(ran PC edition)
Circuit Judge Maynard Swanson on Friday berated 19-year-old Lionell Kendall Mitchell for a "brutal, totally unnecessary killing" and sentenced him to the maximum 15 years allowed by law.
Mitchell had dodged a possible life sentence when a jury convicted him in September of manslaughter and assault instead of the first-degree murder and carjacking charges he was facing.
As she left the courtroom Friday, his mother said the 15-year term was not as bad as it could have been, and she hoped her son would learn from the lesson.
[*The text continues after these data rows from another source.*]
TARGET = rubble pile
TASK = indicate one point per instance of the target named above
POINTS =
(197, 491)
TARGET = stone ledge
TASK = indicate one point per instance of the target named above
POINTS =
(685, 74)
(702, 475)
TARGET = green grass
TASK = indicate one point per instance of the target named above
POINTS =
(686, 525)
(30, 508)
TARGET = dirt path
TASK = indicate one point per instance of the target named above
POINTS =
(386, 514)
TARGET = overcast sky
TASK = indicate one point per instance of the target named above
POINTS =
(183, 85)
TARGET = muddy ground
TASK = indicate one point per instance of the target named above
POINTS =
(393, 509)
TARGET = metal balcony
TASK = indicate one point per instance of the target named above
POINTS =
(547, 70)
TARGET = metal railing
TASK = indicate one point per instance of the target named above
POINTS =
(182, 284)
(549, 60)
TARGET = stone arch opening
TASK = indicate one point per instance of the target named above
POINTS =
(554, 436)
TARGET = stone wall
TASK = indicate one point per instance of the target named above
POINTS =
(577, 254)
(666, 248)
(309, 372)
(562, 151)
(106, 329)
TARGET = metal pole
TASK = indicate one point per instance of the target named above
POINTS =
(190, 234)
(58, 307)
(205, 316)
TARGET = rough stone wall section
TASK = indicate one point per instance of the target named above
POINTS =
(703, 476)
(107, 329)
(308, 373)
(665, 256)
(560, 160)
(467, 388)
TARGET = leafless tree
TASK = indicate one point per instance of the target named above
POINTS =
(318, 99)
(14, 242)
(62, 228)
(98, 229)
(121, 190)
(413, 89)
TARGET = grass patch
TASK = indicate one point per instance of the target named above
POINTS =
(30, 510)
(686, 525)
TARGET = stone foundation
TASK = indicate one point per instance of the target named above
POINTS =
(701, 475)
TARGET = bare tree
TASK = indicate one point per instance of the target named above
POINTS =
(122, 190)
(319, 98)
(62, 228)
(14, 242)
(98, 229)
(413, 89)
Mitchell was arrested at age 16 and accused of taking part in the Aug. 9, 1999, abduction and killing of Daniel Max Boyko, a 76-year-old Trilby man. Boyko had been pushed into the back seat of his own car, driven into the woods, beaten, stomped and choked to death.
Two other teens _ Jesse Ray Allen, then 16, and Damani Emmanuel, then 18 _ were also charged and are awaiting trail. Mitchell is now listed as a prosecution witness against both.
Mitchell declined to speak when the judge asked if he had anything to say. His attorney, A.J. Ivie, argued that Mitchell was very young when the crime happened.
At his trial, Mitchell testified. He admitted he was present for the attack but denied taking part.
"Sixteen-year-olds can kill as easily as 30-year-olds," Swanson said. "This was a particularly brutal, totally unnecessary killing."
Turning to Mitchell, the judge added, "So far as I'm concerned, the only way society is going to be safe is to put you away. You can't live with other people."
At first, the judge went along with the state's recommendation of 20 years in prison. Ivie argued that's above the maximum sentence allowed for manslaughter, and the judge relented, coming down to a 15-year term.
"I'm not going to squabble over it," Swanson said.
Ivie noted that Mitchell will get credit for the more than 800 days he spent in jail awaiting trial and sentencing.
Mitchell's mother, Margaret, was calm as she left the courtroom.
"Fifteen is okay. Maybe he'll learn," she said. "He wishes he hadn't been there that night."